The Revival of Autofiction

I read an article recently — On Contemporary Autofiction and the Scourge of “Relatability” By Gavin Andrew Thomson

I’ve summarized it here for you.

Autofiction is not a new literary term; it was coined in the 1970s by Serge Doubrovsky. Marcel Proust’s In Search of Lost Time and Karl Ove Knausgård’s My Struggle are read as autofiction. This shows that blending of real lived experience and fiction has a longer history since early 1900s.

Its revival may be linked to the social media era, where personal posts are widely shared and readers love engaging with stories drawn from daily lives. So, it’s not surprising that many are drawn to novels that are rooted in the author’s own life. Relatability has become an influential value.

Autofiction can invite readers to identify with the author-narrator, creating a sense of intimacy. It can be self-help, but reads like literary work or enjoyed as descriptive prose.
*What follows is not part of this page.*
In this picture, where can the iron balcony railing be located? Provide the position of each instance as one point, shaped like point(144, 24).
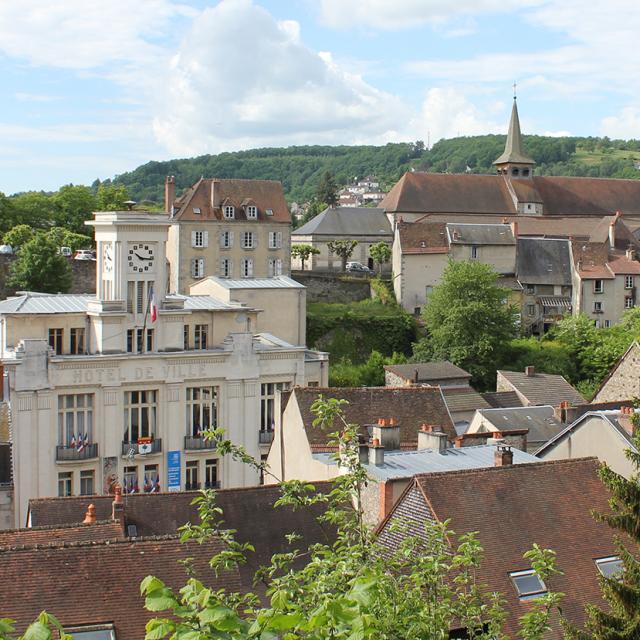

Readers read books for different reasons — escape, knowledge, illumination, connection. Autofiction can evoke emotion and a sense of camaraderie when readers recognize aspects of themselves in the story. In Kintsugi: A Woman, that connection may emerge through solidarity with broken women who endured fracture, healed, and reclaimed their voices. That shared recognition is strong especially in our fragmented and seemingly divided society. We all need to belong.